Он ушел! Ушел. Но она все еще чувствовала его, точно он дохнул на нее тем порывом бури, который тогда прижал ее к земле на перроне, бросая в лицо мокрый снег и продувая рваную шинель…

В эту ночь Юлия долго не могла уснуть. Слышала шаги Григория, его своеобразное покашливание, разговор по телефону с Федором, и ей стало почему-то тяжело и немножко печально. Она и сама не понимала в этот момент, чего она страстно хотела? И что ждала от завтрашнего дня…

Глава десятая

1

7 марта 1944 года ожидалось заседание совета геологов. С утра начали съезжаться в управление начальники изыскательских партий, инженеры, техники, буровые мастера и стахановцы. Загорелые, обветренные люди в полушубках, дохах, шинелях, в сапогах и валенках громко разговаривали, переходили из кабинета в кабинет, разрешая свои вопросы.

В это утро Матвей Пантелеймонович Одуванчик проснулся в пресквернейшем расположении духа. А всему причиной был Муравьев и вчерашняя ссора с Анной Ивановной. И если с женой не сегодня завтра возможно примирение, то с Муравьевым, с этим беспокойным человеком, мир невозможен.

Муравьев возомнил себя всеведущим геологом. Вот уже три года подряд как он попирает все взгляды Матвея Пантелеймоновича. Теперь он носится с Приречьем, замышляя там крупные поисковые работы. На этот раз он потерпит провал. И тогда… тогда Матвей Пантелеймонович скажет свое слово.

Предвкушая победу на заседании геологического совета, Матвей Пантелеймонович расхрабрился, спустил волосатые ноги с кровати на волчью шкуру и сладко зевнул. Потом он долго мылся и фыркал в кухне, затем облек свое поджарое тело в черный костюм из молдавской шерсти, важно прошелся в штиблетах по домашнему кабинету, просмотрел свежие газеты, спрыснул лицо духами и тогда уже вышел в столовую к жене.

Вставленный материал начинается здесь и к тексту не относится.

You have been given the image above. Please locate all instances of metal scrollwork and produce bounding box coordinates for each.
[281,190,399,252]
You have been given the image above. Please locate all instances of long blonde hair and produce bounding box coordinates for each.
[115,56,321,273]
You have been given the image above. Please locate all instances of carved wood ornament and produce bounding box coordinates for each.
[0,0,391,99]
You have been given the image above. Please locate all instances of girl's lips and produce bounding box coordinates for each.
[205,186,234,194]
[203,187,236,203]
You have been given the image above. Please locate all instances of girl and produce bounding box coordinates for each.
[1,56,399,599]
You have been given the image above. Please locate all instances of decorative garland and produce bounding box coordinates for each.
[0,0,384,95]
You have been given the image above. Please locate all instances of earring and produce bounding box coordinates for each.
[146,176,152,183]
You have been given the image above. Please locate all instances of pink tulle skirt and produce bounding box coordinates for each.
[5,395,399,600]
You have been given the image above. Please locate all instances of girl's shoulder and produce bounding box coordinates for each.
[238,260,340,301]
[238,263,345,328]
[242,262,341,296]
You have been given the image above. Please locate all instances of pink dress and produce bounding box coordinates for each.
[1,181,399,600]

Но супруга встретила его сердито.

– Вот я посмотрю, как тебя отчитает на совете Муравьев! Чем ты только живешь?! Двадцать пять лет в геологии, а все еще приготовишкой выглядишь. Значит, не с твоими крыльями в небо взлететь!

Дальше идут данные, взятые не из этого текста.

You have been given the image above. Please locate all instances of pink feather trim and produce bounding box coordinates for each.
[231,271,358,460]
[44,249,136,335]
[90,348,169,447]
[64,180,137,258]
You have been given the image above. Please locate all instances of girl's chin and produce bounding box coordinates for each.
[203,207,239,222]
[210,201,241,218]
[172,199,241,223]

Лицо Матвея Пантелеймоновича расплылось в самодовольной улыбке.

– Прошу вас, успокойтесь, Анна Ивановна, – начал он, как обыкновенно, обращаясь к жене то на «вы», то на «ты». – Я хочу тебе сообщить: Муравьев терпит сегодня полнейший провал с Приречьем.

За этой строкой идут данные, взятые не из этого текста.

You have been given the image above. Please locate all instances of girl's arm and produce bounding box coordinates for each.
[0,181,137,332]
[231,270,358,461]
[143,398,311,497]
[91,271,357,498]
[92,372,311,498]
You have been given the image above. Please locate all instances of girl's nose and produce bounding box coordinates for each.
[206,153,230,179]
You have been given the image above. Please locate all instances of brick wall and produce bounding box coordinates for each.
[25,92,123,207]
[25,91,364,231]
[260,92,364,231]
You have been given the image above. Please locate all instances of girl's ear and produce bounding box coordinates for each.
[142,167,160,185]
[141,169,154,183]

– Врешь, врешь! Ни одному твоему слову не верю. Он не из тех! Он – это не ты, – бурно возразила Анна Ивановна и опять погрозила пальцем: – Знаю я тебя! Ты мне еще расскажешь, что он занят с дамами? Да, ты мне говорил это. Нет, врешь! Знаю его и тебя. У него цель в жизни, а у тебя? Таинственный мрак неизвестности? Фу! Слушать тебя не хочу!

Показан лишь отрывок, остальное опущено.